I know this thread is long, but please bear with me.
When I saw this synastry chart of my husband and me for the first time, it was very shocking
to me. His south node is conjunct my Pluto while my south node is conjunct his Pluto. I have always been drawn to my husband in such a deep way that no other relationship of mine can be compared to. And that's what's expected when our south nodes and planets connect. I read the following article:
This is not good since it won't let either of us grow to pursue our objectives in life, or the north node. This is due to neither of us pushing each other ahead, and that instead it draws us back towards old habits that we have outgrown, revel in safety and security, and dwell in the past.
The rest of the article says:
Over time, this can manifest as a feeling of being 'held back' or trapped; it becomes difficult for the south node person to move forward in healthy ways, as they're continuously being lured back into tendencies that no longer benefit them. Even if the planet person doesn't realize it, they often don't provide much support for the south node person's efforts to grow. And some south node relationships, past-life experiences (especially traumatizing ones) will resurface, and south node people can find themselves suddenly reliving experiences and emotions that have no basis in their current lifetime.
This is sad. Really sad. And the saddest part is that it's all true.
When I first met him in high school, we became very close friends.
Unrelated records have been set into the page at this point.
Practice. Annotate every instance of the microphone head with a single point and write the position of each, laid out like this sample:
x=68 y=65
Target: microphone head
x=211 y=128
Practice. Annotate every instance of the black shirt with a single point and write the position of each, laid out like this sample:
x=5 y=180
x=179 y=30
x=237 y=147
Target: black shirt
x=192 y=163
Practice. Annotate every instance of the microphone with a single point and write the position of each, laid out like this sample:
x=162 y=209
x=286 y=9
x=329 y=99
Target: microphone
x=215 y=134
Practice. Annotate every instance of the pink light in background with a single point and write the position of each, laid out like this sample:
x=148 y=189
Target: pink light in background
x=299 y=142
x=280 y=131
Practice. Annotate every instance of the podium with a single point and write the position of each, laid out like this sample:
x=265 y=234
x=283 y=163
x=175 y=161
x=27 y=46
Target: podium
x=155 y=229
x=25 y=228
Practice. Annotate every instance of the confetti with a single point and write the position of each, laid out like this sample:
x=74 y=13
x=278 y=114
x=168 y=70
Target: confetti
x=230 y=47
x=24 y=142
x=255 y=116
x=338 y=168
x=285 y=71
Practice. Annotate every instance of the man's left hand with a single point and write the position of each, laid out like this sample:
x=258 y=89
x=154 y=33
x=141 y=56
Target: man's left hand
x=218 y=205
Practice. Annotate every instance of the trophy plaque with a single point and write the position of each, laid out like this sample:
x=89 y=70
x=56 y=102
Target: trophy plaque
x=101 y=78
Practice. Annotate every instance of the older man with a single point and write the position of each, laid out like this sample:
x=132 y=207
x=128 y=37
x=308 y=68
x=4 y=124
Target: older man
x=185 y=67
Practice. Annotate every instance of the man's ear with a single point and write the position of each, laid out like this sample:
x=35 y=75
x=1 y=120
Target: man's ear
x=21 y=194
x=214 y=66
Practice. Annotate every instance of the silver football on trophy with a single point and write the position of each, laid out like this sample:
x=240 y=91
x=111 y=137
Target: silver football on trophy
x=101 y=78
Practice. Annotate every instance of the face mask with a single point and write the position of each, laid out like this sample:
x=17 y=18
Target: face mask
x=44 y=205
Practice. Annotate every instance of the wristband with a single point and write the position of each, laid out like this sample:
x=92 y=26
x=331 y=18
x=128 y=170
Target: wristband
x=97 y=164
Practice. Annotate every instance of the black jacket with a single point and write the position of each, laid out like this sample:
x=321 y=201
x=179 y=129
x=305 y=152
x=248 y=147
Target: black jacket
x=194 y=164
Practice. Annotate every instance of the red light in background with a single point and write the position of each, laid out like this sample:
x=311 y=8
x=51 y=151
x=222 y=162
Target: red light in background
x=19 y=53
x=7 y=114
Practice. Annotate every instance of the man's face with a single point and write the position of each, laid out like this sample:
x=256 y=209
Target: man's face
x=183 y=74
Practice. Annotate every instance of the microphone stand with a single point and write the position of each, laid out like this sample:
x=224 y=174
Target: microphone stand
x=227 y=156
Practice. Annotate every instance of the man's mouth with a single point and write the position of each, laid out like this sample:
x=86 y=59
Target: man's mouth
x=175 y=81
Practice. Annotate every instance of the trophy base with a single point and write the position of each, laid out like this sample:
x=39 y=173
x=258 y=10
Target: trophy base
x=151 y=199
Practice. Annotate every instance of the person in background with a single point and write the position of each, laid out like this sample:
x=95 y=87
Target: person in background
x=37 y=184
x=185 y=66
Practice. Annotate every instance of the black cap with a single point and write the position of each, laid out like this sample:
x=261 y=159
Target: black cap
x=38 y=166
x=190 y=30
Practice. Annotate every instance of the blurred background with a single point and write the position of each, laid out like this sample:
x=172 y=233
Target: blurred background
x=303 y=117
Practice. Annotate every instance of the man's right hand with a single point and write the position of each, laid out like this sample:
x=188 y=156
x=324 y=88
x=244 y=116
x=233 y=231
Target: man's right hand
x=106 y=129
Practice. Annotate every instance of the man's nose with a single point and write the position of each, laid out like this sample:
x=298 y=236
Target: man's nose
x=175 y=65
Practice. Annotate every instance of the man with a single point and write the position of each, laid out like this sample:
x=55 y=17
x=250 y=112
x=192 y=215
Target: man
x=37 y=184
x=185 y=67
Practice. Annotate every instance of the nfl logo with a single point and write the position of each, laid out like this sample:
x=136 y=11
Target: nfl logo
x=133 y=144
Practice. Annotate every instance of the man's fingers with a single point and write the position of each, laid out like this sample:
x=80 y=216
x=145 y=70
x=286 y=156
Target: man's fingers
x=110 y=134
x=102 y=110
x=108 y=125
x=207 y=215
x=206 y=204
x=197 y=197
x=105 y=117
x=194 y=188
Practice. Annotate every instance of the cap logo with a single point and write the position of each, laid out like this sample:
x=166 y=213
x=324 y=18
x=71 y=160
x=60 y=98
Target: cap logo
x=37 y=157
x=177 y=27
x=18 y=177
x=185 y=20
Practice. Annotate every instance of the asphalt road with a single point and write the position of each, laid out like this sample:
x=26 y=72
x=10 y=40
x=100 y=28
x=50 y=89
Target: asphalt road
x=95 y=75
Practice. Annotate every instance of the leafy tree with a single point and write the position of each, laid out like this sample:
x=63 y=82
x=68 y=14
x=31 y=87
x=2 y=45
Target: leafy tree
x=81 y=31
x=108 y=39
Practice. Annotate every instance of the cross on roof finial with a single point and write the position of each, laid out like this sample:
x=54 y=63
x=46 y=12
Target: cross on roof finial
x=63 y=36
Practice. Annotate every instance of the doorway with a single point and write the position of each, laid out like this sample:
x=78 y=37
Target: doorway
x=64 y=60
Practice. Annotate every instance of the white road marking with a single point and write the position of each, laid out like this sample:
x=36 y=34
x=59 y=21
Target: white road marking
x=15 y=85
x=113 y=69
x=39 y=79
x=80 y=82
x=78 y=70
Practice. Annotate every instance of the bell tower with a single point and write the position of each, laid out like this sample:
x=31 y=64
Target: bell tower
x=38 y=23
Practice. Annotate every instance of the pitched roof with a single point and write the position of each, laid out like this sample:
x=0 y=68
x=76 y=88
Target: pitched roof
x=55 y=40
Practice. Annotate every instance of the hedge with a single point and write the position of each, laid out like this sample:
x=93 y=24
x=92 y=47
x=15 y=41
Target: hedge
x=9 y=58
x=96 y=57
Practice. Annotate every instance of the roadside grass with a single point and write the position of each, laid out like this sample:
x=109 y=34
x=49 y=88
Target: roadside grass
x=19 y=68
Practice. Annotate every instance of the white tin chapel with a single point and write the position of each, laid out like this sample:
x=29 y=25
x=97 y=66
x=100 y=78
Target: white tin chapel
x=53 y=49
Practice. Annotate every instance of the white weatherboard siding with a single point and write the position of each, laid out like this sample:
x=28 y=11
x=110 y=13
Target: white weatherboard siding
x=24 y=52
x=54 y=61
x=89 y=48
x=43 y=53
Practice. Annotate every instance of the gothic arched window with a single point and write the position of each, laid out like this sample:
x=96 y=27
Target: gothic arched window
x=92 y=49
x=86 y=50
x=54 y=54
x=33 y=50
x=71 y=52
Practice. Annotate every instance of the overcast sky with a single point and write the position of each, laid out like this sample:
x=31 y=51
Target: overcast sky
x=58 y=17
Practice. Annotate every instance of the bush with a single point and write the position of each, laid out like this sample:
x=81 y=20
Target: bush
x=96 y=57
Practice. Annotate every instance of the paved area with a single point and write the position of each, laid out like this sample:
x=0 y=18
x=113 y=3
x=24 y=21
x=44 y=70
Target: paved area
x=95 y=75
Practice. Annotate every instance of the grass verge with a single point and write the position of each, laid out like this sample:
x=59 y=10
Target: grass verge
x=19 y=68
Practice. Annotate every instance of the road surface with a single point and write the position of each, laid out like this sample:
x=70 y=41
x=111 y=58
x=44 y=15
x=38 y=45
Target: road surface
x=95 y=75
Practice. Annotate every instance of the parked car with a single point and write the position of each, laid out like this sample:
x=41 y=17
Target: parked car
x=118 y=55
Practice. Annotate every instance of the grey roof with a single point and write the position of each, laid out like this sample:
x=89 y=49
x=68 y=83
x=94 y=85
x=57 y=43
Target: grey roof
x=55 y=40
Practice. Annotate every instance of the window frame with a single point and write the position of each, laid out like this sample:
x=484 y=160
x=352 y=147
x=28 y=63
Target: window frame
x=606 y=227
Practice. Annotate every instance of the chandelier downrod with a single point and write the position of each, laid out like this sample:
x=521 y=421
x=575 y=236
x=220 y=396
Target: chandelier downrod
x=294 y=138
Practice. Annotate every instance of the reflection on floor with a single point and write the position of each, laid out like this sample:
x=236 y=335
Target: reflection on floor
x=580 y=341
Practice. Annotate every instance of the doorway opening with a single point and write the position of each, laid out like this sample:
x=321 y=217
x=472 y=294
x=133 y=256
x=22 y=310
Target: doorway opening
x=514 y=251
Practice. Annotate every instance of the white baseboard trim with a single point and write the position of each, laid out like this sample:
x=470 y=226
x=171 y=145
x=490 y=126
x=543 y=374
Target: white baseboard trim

He was the person that I would go to all the time in school. We were and still are VERY ATTACHED
. After high school, I went to college, and even though I was very motivated to do well, I was still held back in my classes, to just hang out with him. In fact, I even told him I really needed to study, but he would always drive to my house expecting me to just ditch my books and go out with him somewhere. Which I eventually did. Well, when we were friends, he always wanted to get involved with me romantically. I eventually gave in. A month later, he left to bootcamp to join the Navy. He was stationed later in Japan. We kept in touch with each other for 2 1/2 years by cell phones. I know, it's CRAZY, right???!!! (That's the power of the south nodes) He visited me for like 2 weeks each year. When I graduated college, we got married in July 2008. I moved to California with him. Over there is where everything started to go.....downhill. I thought that we just headed off to a bad start in our marriage. Everyone kept saying that the first year is always the hardest when married. Well, when I was in CA, I felt very lonely. I had no job. No friends. Just my husband. I tried to make friends, but nobody wanted to be involved with me. I tried to find a job, and had no success. I felt like I had made a mistake to get married. I thought I wasn't ready for marriage or that I wasn't meant for it at all. By February 2009, I went back home to Puerto Rico since my husband had to go to train with the Marines,and then leave to Afghanistan. He's at war in Afghanistan right now, while I'm here waiting until he gets back in January. I'm also enlisting in the Navy (I'm just trying to follow my north node in Taurus in the 7th house). I should know when I'll be leaving in November. Just in case, my husband knows I'm joining. To make matters more complicated, he's reenlisting in the Navy, and it's most likely that we'll be apart for another year or more. I fear that our marriage is doomed at this point. It's clear that we're not meant to be together no matter how attached we are.
I have an upcoming Saturn conjunct Sun and Pluto square Sun transit in January. And I have a feeling that it's not going to be pretty.
I know this thread is long, but if anybody can give me some advice, I'd be really grateful.